3.3. FRS improved hepatic damage and fat accumulation of epididymal adipose tissue
The liver is essential for regulating energy metabolism, and any disruption in its energy processes can result in insulin resistance (IR) and oxidative stress.29 H&E staining of liver tissue indicated that the HFD-fed group exhibited more pronounced vacuolar degeneration of liver cells, increased swelling of liver cells surrounding blood vessels, and a looser cytoplasmic structure compared to the CON group mice (Fig. 3A). FRS treatment significantly altered the liver cells, making them more similar to those in the CON group. Furthermore, Oil Red O staining revealed a substantial number of lipid droplets in the liver tissue of mice from the HFD group, while the liver tissues of the FRS and CON groups appeared relatively similar (Fig. 3A).
 |
| Fig. 3 FRS decreased fat mass and adipocytes enlarged by high-fat diet in mice. (A) Representative images of hematoxylin and eosin (H&E) and oil red O staining sections of mouse livers from control, HFD and FRS + HFD groups (bar = 50 μm). (B) Tissue weights of epididymal white adipose tissue (eWAT) of mice from different groups. (C) Representative images of H&E-stained sections of mouse eWAT in each group. (D) Quantifications of the adipocyte diameter and crown-like structures (CLS) of eWAT from B (n = 10). (E) Quantification of crown-like structures (CLS) of eWAT from B (n = 10). (F) Quantifications of the adipocyte area of eWAT (n = 10) from B. (G) Representative oil red O staining images of mature adipocytes of eWAT from mice with different treatments. All results are presented as mean ± SEM (n = 6–10). Group differences were analyzed by one-way ANOVA with Tukey's post-hoc test. *P < 0.05; ****P < 0.0001; ns, not significant. | |
Adipose tissue is a metabolic organ that stores energy, influences insulin, regulates glucose, and plays a role in inflammation.30 The weight of epididymal fat was notably elevated in the group of mice that were fed a high-fat diet, while treatment with FRS significantly attenuated this effect (Fig. 3B). The adipocyte arrangement in the epididymal fat of the CON group is orderly and consistent, whereas the adipocyte arrangement in the HFD group is irregular and more pronounced (Fig. 3C). Additionally, the adipocytes in the HFD group are significantly larger than those in the CON group. Treatment with FRS resulted in a noticeable reduction in adipocyte size and a more organized arrangement (Fig. 3C). Measurements of adipocyte diameter revealed that both the diameter (Fig. 3D) and area (Fig. 3E) of adipocytes in the HFD group were significantly larger than those in the CON and FRS groups, and the coronal tissue area (Fig. 3F) was also markedly greater in the HFD group compared to the other two groups (Fig. 3C–F). Furthermore, we examined that the red O staining of epididymal fat indicated that the epididymal fat in the HFD group contained more red-stained lipid droplets, whereas the CON and FRS groups exhibited a relative decrease (Fig. 3G). Thus, we conclude that FRS intervention more effectively counteracted HFD-induced liver injury, lipid accumulation and adipocyte hypertrophy in mice. The safety and efficacy boundaries of FRS were analyzed by designing a gradient dose analysis. Based on the above indicators, it was determined that a medium dose of 50 mg kg−1 had a better effect. In the subsequent measurement of intestinal microbiota, we chose a medium dose of 50 mg kg−1 and named it HFD + FRS.

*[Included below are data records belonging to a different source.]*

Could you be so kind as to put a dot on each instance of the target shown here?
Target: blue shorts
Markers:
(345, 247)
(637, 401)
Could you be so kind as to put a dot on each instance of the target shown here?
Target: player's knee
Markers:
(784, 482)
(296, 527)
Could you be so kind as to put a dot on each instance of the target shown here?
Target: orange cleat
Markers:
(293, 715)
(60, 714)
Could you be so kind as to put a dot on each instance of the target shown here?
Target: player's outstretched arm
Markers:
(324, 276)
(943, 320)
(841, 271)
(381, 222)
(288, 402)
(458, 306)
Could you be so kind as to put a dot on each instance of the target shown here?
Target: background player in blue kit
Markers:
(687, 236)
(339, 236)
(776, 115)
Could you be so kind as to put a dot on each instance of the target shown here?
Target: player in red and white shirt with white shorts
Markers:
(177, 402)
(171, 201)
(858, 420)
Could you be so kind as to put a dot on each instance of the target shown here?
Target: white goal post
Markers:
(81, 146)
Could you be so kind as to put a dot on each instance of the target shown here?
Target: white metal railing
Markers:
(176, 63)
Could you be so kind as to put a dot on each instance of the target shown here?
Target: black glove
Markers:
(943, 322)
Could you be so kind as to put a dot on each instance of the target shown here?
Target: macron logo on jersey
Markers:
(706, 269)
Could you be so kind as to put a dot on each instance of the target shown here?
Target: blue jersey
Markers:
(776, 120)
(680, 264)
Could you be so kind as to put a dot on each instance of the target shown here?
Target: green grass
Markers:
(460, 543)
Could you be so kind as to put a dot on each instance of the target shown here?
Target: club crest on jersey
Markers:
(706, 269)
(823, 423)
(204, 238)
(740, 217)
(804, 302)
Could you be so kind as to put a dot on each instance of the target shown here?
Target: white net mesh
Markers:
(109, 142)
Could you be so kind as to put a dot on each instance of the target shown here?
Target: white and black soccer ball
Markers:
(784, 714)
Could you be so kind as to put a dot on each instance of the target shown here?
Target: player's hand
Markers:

3.4. FRS restored the diversity and richness of the gut microbiota in HFD-induced mice
To investigate the impact of FRS intervention on the gut microbiota of mice fed a HFD, we conducted 16S rDNA sequencing on their fecal samples. Initially, we assessed the species diversity of the fecal microbiota. Our analysis revealed 498 common operational taxonomic units (OTUs) shared among the feces of the CON, HFD, and HFD + FRS groups, alongside 591 unique OTUs from the CON group, 430 unique OTUs from the HFD group, and 1283 unique OTUs from the HFD + FRS group (Fig. 4A). This suggests that FRS treatment enhances the OTU diversity in mouse feces. The Chao1 and observed species indices, which primarily reflect the number of species within the community, represent the alpha diversity of the fecal microbiota. The Chao1 (Fig. 4B) and Observed-OTUs (Fig. 4C) indices were diminished in the microbiota of HFD mice; however, FRS intervention appeared to ameliorate this reduction. Additionally, we employed principal coordinate analysis (PCoA) using the weighted Unifrac method to visually evaluate the beta diversity of the fecal microbiota.31 A notable separation was found among the HFD and HFD + FRS groups (Fig. 4D). These findings imply that FRS intervention positively influences the richness, diversity, and evenness of the gut microbiota.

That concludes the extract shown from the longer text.